Holy Drama of First-Hand Stories
By Tom Ehrich
I was reading entries in a church magazine contest, doing my best to assess graphics, writing, layout, organization, thoroughness.
Some entries were excellent and conveyed a faith enterprise worth examining. Some relied too much on earnest gush, fervent fluff and extensive citations of Scripture.
Then I opened a 10-year retrospective on 9/11, published by the Salvation Army. It was told entirely in first-person stories.
No statistics, no preachiness, no learned insertion of Bible quotes. In articles of admirable brevity, several dozen people told where they were when the planes hit, what they did in response, and what happened next.
They told of telephone calls ordering them to report for duty at the three attack sites. They told of taking on tasks like feeding 40,000 people, checking in emergency crews, and praying with traumatized firefighters, police officers and emergency rescue workers.
In the simplicity and authority of first-hand details, they captured the horror, clouds of ash, deeply wounded survivors.

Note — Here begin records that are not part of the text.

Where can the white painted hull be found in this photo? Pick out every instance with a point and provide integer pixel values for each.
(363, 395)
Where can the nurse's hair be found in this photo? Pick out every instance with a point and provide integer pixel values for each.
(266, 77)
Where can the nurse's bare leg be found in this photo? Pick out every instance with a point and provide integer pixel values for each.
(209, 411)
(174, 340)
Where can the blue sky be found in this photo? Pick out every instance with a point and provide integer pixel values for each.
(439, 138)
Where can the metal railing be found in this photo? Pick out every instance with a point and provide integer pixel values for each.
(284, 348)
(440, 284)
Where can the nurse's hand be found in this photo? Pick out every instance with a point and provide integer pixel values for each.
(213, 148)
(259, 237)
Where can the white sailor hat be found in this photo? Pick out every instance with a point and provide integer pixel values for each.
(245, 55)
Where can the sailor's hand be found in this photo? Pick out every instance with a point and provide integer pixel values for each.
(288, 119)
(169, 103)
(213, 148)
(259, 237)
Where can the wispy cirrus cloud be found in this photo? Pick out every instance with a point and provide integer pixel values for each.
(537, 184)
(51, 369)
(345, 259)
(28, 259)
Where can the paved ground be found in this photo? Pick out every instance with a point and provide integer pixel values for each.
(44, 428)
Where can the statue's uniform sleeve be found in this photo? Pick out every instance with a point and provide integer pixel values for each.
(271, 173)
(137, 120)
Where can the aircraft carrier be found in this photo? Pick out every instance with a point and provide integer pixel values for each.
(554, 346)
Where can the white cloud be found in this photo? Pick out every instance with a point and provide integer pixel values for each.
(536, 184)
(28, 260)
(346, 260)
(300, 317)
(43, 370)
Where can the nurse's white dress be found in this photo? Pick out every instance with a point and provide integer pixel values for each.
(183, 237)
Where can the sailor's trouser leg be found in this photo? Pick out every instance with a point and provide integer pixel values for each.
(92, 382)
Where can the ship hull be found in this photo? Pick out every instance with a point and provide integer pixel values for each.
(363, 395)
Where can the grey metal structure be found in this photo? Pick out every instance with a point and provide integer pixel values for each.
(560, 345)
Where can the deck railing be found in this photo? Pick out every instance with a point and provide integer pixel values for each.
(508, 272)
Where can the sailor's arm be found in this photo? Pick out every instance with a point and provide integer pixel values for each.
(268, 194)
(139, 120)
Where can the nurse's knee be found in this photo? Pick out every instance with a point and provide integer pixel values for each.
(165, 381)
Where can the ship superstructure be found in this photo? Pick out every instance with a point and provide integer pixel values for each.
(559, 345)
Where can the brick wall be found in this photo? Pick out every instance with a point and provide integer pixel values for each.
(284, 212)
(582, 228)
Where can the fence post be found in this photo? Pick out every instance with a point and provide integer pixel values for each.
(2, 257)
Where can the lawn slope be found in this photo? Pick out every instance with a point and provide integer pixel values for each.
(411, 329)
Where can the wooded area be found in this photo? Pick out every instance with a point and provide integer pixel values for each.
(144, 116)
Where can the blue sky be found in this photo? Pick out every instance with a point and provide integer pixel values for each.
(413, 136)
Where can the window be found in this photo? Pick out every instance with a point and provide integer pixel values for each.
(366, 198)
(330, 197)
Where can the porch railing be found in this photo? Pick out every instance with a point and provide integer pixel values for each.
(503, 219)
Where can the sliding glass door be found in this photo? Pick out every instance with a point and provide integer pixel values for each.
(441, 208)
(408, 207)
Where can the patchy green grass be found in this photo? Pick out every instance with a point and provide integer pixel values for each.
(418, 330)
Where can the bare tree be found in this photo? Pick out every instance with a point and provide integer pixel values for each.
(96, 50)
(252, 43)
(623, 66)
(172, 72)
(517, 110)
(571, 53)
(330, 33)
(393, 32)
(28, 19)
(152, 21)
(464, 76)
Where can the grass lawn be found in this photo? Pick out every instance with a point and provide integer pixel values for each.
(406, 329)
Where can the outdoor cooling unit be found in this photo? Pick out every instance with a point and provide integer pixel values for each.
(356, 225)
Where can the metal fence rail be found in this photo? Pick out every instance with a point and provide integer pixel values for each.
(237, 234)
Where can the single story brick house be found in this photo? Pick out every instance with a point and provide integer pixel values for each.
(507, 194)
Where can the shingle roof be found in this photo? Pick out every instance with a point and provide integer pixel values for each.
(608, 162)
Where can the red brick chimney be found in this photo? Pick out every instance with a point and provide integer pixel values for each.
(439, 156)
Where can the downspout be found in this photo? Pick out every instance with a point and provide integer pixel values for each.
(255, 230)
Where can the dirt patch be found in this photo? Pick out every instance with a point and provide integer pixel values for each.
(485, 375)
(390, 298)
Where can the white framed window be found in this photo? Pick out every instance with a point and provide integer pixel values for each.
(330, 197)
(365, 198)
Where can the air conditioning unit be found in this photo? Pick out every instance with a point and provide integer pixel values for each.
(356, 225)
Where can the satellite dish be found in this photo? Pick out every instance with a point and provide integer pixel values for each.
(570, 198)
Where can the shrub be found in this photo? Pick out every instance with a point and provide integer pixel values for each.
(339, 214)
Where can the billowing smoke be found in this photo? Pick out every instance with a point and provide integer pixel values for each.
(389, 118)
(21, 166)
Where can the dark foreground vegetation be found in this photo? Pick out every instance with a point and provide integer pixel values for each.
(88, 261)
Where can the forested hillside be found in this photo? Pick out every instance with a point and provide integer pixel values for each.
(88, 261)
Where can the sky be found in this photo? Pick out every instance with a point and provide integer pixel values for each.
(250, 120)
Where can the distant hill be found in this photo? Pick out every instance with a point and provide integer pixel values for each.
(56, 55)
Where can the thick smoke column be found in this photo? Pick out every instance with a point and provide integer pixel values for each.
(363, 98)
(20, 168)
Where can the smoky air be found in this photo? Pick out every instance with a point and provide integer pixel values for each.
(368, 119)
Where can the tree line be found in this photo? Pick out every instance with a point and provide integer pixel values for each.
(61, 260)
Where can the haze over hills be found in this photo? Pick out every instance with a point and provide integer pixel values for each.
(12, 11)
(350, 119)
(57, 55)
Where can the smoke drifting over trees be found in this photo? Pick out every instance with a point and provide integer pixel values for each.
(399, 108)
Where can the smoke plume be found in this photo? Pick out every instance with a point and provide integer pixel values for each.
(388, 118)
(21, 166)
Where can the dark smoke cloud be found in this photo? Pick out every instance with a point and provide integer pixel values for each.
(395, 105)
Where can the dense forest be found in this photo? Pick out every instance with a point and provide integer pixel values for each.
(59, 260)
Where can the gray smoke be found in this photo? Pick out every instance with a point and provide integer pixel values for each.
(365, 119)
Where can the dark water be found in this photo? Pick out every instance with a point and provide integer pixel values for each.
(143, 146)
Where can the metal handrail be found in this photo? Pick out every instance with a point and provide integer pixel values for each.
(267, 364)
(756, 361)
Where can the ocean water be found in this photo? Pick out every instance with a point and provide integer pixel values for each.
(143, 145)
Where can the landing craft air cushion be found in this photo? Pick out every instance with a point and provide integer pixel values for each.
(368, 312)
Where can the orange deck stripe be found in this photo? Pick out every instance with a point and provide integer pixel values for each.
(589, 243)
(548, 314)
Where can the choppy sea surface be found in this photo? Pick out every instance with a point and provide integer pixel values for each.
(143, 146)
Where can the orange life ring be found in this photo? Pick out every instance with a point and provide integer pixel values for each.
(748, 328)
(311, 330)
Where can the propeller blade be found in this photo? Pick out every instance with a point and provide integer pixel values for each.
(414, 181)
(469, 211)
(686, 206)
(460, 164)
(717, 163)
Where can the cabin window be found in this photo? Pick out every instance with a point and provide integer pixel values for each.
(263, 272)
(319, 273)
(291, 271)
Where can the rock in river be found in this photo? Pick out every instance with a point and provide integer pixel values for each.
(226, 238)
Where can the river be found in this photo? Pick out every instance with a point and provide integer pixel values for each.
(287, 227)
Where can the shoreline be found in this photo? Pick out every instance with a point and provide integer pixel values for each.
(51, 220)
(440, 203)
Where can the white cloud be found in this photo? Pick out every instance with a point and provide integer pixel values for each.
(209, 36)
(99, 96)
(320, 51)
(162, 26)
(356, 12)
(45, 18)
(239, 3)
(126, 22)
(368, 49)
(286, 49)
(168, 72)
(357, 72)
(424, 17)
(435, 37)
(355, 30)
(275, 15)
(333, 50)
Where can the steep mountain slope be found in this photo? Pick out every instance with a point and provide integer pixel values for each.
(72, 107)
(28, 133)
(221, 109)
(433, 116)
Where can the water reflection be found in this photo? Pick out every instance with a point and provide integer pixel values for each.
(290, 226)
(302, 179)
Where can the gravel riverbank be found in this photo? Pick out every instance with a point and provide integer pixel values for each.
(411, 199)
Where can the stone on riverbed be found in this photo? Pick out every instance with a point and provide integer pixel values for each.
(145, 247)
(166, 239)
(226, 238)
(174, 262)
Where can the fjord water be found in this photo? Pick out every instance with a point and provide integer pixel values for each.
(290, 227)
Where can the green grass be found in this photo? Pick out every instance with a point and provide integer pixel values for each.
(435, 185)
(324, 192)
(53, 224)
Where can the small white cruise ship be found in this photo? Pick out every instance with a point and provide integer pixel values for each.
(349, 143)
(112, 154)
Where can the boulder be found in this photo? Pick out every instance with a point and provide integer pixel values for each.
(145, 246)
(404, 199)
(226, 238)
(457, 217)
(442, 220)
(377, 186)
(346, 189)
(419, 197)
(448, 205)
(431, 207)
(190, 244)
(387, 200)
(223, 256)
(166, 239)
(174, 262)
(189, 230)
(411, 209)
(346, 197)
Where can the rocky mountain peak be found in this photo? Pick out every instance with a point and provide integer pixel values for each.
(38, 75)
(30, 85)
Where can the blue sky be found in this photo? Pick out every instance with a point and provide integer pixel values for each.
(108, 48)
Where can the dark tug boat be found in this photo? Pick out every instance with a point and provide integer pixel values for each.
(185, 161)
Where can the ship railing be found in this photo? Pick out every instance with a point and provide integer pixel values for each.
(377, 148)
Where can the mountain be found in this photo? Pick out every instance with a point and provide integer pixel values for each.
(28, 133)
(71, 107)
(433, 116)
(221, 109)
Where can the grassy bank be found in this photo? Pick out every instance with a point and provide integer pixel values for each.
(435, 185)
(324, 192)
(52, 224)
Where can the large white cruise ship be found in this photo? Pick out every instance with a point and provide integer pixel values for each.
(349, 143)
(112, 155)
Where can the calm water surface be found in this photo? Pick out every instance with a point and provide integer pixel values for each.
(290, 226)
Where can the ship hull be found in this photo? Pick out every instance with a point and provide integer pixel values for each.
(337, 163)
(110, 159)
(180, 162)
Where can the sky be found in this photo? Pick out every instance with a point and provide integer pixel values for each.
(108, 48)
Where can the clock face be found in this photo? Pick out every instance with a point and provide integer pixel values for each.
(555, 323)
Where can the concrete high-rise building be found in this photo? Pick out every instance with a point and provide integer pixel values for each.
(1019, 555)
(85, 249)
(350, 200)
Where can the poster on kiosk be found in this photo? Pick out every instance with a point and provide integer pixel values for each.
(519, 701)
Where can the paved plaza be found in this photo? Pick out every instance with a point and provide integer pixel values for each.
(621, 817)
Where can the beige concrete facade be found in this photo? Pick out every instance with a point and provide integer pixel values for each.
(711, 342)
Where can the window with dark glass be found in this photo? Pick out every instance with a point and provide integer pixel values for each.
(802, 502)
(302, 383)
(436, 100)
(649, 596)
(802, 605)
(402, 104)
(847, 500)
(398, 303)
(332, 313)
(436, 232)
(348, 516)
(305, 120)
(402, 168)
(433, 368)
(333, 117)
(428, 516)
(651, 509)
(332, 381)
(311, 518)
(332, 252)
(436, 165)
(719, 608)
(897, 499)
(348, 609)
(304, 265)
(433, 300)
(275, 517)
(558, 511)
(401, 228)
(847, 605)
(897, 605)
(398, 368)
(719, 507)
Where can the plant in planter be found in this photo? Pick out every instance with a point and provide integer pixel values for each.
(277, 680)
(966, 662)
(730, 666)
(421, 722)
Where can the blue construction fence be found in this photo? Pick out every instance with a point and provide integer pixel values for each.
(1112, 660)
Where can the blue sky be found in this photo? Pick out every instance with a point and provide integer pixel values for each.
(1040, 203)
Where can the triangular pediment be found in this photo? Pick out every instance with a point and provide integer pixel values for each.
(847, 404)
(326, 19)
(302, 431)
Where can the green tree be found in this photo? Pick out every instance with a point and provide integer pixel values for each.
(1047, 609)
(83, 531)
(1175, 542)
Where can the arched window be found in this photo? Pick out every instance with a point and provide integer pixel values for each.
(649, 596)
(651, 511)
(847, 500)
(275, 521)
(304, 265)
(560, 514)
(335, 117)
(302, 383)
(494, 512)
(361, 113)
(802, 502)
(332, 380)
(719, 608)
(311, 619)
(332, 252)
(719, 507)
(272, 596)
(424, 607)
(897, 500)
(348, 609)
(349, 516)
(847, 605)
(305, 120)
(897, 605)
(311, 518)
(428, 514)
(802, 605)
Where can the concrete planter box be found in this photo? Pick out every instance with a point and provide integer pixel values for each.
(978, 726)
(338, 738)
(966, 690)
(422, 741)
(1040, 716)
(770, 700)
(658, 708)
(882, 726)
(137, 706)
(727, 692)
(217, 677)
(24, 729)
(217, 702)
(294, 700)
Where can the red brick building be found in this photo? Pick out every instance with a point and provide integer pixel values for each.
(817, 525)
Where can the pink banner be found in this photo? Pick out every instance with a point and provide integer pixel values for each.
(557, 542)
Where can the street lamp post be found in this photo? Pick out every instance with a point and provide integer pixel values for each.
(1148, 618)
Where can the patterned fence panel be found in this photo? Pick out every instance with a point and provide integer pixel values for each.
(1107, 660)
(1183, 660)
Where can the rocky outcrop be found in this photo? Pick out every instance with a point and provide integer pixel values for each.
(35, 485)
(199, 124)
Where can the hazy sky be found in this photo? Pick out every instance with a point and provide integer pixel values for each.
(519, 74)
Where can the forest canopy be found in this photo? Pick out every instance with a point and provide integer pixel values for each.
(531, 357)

They recounted the bravery of first-responders and that amazing moment, before the politicians arrived, when Americans of all types simply worked side by side to rescue, comfort and treat.
Most of us have a 9/11 story, and this issue reminded me of mine. But more than anything, I felt drawn into the holy drama of ordinary people behaving as heroes, grace under pressure, and people turning to their faith, not to win an argument but to give and receive God’s care.
Faith is about stories. Not definitions, not doctrines, not stacks of Bible quotes, not grand worship. Faith is about stories. Stories of where we were when we caught a glimpse of God, and of what we did next.